Ola Unveils New Electric Scooter With Video Showing CEO Bhavish Aggarwal Riding It Through Bangalore

Ola has been building up to its new electric scooter for months now, and customers finally have a first look at what the vehicle will look like.

Ola has unveiled its new electric scooter in a video featuring CEO Bhavish Aggarwal. The video says it’s from a recent Sunday morning in Bangalore, and shows Aggarwal taking the Ola bike for a spin. The video shows Aggarwal driving the bike around the streets of Bangalore, and claims such as “incredible speed”, “ergonomic seating” and “supreme ride comfort” flash on the screen. The video ends with him having a cup of coffee as he shows off the bike to admirers.

It’s a slick teaser, but is scant on details — Aggarwal only says that the bike goes from 0-60 “faster than you can read this tweet”, and doesn’t mention the bike’s range or top speed. Crucially, there’s no indication of how much the bike will cost.

Over the last few months, Ola has embarked on an ambitious electric bikes project. It has announced a Rs. 2,400 crore investment in building the world’s largest EV scooter factory in Tamil Nadu, and said that it’ll set up a charging infrastructure with 1 lakh charging points in 400 cities across India.

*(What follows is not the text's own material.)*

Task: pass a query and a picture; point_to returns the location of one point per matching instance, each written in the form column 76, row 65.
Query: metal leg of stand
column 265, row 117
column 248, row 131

Ola says its factory will have a capacity to produce 1 crore vehicles per year.

These are some big numbers, but the fact remains that India’s electric scooter market — at the moment — is minuscule. In February this year, the entire industry, put together, had sold just 6,059 scooters. Hero Electric had the biggest market share, selling 2,201 scooters, and was followed by Okinawa which sold 1,059 scooters, and Amere which sold 800 scooters. Bangalore-based electric scooter startup Ather Energy was fourth having sold 624 scooters in February. In comparison, Honda Activa, which is India’s top-selling petrol scooter, had sold 1.09 lakh units this April.

Credit: Rushlane

With the entire industry having sold 6,059 bikes in February, Ola’s production target of 1 crore bikes a year does look ambitious, but there are trends that could help accelerate adoption. Petrol prices are rising, and the government’s FAME subsidies have meant that electric bikes, in spite of their higher initial costs, are more competitively priced against conventional bikes than before. If Ola can can price its bikes competitively, and provide a robust charging network that makes the bike easy to use, it can potentially make a dent in India’s electric bike space.